Le président Emmanuel Macron a exprimé son soutien jeudi dernier à l’abrogation symbolique de ce texte, lors d’un débat à l’Assemblée. La question de son retrait de la législation est devenue un sujet sensible et symbolique dans la lutte contre les discriminations.

Un projet lancé en mai 2025 par François Bayrou

Ce sujet a été relancé après une intervention de François Bayrou, ancien Premier ministre, en mai 2025. Lors d’un échange à l’Assemblée, il a demandé à la ministre chargée de la Lutte contre les discriminations, Aurore Bergé, de collaborer avec deux députés de Guadeloupe, Olivier Serva et Max Mathiasin. Leur objectif : rédiger une loi pour abolir officiellement le «Code noir».

François Bayrou a déclaré que si le «Code noir» n’avait pas été aboli en 1848, il fallait le faire. Il a également annoncé son engagement à présenter un texte au Parlement pour supprimer ce texte juridique, en pleine conscience de sa réalité historique.

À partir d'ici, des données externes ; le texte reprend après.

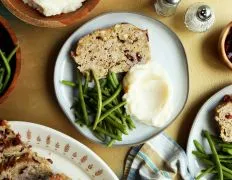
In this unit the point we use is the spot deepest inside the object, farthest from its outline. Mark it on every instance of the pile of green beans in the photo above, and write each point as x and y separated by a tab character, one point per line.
5	69
101	107
219	162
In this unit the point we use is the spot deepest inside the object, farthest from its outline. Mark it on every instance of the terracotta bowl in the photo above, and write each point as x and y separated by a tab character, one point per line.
32	16
221	45
8	41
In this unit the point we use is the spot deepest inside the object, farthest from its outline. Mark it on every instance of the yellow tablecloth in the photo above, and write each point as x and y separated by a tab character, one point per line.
34	99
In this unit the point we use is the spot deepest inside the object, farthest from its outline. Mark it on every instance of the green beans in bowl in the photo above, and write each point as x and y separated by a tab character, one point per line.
10	60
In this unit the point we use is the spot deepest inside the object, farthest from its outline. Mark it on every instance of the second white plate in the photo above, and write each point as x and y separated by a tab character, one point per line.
68	155
166	49
203	121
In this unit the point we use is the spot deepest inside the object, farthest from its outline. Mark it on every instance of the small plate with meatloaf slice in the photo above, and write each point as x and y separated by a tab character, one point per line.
215	117
32	150
165	48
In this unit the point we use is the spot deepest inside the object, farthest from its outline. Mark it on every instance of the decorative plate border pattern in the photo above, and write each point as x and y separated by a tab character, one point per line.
63	147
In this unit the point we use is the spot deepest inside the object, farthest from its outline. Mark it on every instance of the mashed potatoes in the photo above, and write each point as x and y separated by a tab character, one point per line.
54	7
148	94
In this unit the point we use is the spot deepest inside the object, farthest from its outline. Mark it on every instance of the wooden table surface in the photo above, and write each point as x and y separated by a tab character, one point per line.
34	99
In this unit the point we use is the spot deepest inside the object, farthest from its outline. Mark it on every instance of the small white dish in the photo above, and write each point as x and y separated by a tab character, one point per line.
68	155
203	121
166	49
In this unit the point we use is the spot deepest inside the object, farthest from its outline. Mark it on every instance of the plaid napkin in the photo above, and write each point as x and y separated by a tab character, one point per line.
161	158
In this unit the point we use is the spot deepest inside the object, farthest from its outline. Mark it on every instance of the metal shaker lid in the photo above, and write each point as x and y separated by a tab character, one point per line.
173	1
204	12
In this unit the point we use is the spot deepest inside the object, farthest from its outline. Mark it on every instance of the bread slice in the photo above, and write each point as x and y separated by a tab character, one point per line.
19	162
117	48
223	116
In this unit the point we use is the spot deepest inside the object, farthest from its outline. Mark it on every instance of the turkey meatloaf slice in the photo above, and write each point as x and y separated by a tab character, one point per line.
117	49
223	117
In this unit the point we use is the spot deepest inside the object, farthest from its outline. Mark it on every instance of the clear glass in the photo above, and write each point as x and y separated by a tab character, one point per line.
164	8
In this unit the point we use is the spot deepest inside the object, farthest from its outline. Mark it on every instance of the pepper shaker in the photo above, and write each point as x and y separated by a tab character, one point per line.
166	7
199	17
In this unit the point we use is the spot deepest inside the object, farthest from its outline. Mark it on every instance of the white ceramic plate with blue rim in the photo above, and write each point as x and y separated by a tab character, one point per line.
166	49
68	155
204	121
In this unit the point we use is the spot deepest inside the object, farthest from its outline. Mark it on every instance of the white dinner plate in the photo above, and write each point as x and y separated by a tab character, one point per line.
68	155
166	49
203	121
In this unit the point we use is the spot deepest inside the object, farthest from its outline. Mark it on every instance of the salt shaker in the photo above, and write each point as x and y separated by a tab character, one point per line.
199	17
166	7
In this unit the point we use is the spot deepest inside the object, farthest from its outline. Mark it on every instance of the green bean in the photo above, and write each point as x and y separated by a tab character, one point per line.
225	169
68	83
110	99
226	161
205	172
108	133
111	110
225	157
207	162
216	139
115	78
81	98
224	145
108	127
103	83
117	125
227	150
228	165
111	81
86	85
111	142
2	71
8	70
200	155
99	102
100	136
78	121
12	53
227	175
198	146
215	155
130	122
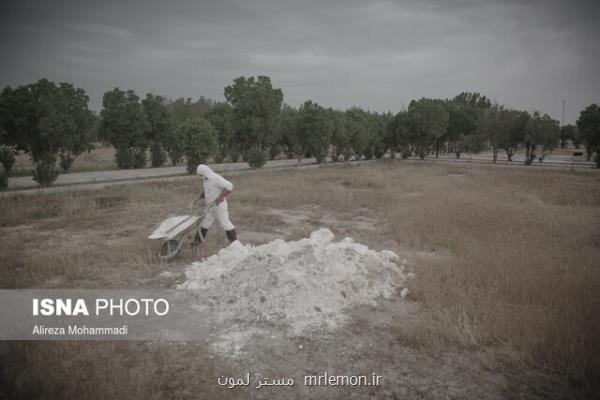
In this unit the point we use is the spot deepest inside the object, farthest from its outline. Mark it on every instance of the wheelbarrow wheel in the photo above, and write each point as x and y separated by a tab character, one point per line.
169	250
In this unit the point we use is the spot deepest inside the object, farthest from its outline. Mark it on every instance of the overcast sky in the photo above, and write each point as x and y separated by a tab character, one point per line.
529	54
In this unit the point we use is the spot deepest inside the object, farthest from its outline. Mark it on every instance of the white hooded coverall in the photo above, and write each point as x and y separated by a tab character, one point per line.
213	186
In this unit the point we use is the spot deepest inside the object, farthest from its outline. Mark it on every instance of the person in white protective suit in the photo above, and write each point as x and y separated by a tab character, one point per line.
216	189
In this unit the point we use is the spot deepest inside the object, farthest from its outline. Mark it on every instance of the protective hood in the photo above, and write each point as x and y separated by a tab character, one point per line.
204	171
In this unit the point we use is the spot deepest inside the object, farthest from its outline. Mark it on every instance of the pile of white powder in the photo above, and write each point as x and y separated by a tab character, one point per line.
307	285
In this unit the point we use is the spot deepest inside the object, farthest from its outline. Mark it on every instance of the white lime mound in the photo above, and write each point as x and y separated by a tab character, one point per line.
309	284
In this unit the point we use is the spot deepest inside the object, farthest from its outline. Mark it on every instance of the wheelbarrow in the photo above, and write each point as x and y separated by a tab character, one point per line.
172	230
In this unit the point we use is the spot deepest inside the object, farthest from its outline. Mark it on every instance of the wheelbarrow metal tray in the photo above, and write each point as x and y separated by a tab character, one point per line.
172	226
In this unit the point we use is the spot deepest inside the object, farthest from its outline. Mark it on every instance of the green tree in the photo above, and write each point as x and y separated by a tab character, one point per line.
256	106
341	145
429	122
489	126
199	139
46	120
400	136
289	138
125	126
568	133
588	125
221	117
542	132
550	136
160	128
514	125
357	127
314	130
463	116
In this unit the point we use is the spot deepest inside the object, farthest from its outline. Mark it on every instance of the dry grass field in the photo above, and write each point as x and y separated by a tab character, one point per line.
506	264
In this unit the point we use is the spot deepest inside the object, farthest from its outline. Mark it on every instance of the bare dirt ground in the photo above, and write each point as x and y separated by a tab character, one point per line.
478	322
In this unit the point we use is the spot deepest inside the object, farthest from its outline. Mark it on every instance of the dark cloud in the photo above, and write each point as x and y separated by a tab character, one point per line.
525	54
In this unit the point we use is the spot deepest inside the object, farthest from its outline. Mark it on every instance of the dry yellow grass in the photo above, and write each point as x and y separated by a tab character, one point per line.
506	259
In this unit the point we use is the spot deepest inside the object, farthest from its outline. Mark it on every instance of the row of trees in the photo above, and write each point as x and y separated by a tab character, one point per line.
53	124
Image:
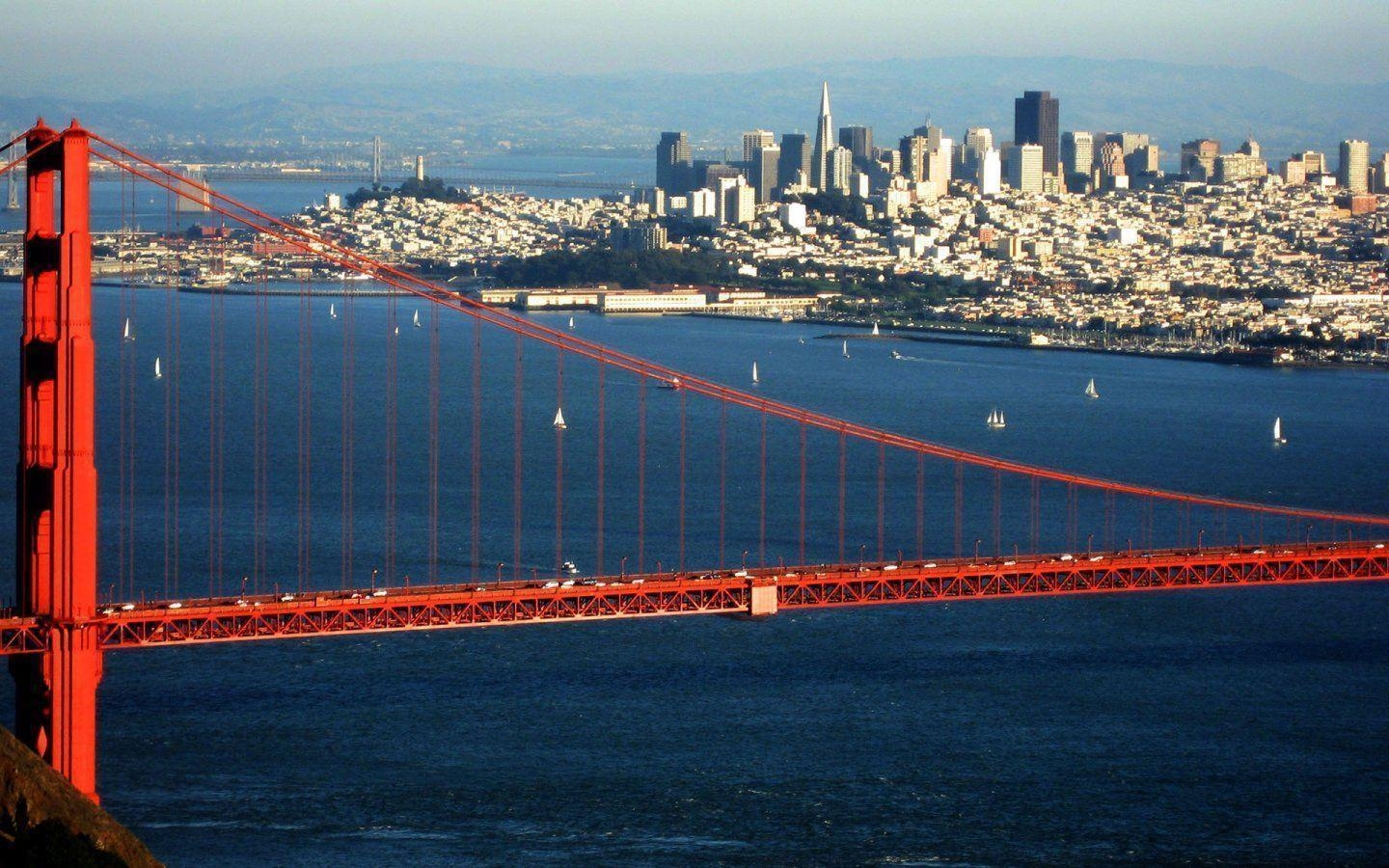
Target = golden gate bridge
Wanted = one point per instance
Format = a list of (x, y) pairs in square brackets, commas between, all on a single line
[(803, 489)]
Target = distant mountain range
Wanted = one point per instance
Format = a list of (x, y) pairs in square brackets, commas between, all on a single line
[(454, 106)]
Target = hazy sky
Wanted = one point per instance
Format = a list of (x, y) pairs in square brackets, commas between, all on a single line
[(104, 49)]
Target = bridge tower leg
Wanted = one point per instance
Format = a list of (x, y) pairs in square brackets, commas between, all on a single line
[(56, 486)]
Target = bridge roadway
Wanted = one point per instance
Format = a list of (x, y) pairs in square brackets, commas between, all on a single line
[(756, 592)]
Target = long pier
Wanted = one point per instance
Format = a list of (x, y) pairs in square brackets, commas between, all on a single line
[(745, 592)]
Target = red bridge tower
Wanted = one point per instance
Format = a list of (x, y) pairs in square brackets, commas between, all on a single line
[(56, 485)]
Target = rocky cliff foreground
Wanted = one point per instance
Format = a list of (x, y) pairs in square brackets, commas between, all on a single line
[(44, 821)]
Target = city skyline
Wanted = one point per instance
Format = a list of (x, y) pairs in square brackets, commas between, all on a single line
[(210, 44)]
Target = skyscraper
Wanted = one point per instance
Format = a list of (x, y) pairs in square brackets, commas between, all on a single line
[(1025, 170), (824, 141), (1036, 122), (839, 166), (1353, 171), (674, 166), (912, 157), (763, 171), (751, 141), (991, 173), (858, 141), (795, 157), (1078, 151)]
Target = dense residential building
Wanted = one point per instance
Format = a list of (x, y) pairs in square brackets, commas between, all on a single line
[(674, 168), (1036, 122), (1353, 170), (754, 139)]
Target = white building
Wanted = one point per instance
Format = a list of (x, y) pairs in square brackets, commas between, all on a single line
[(991, 173)]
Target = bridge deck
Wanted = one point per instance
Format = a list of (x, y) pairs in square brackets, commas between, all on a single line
[(445, 606)]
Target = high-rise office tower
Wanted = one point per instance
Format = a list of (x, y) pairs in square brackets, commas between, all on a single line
[(912, 157), (1353, 171), (1111, 160), (940, 166), (674, 164), (977, 141), (1199, 157), (763, 171), (991, 173), (1025, 170), (839, 166), (795, 157), (1036, 122), (824, 132), (858, 139), (1078, 151), (751, 141)]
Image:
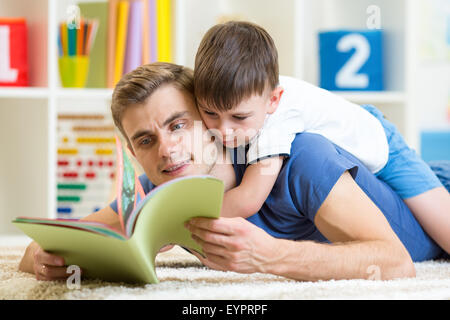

Ce mouvement fait suite à une déclaration de François Bayrou, qui a souligné la nécessité d’abolir ce texte, considéré comme une législation qui réduisait des êtres humains au statut de biens meubles. La fin officielle de l’esclavage en France a été proclamée par le décret du 27 avril 1848, sous l’impulsion du député Victor Schœlcher.

Quelques jours après cette déclaration, lors des questions au gouvernement, Laurent Panifous, président du groupe LIOT, a également demandé la suppression du «Code noir». Il estime que ce texte continue de légitimer l’esclavage en le maintenant dans la législation française.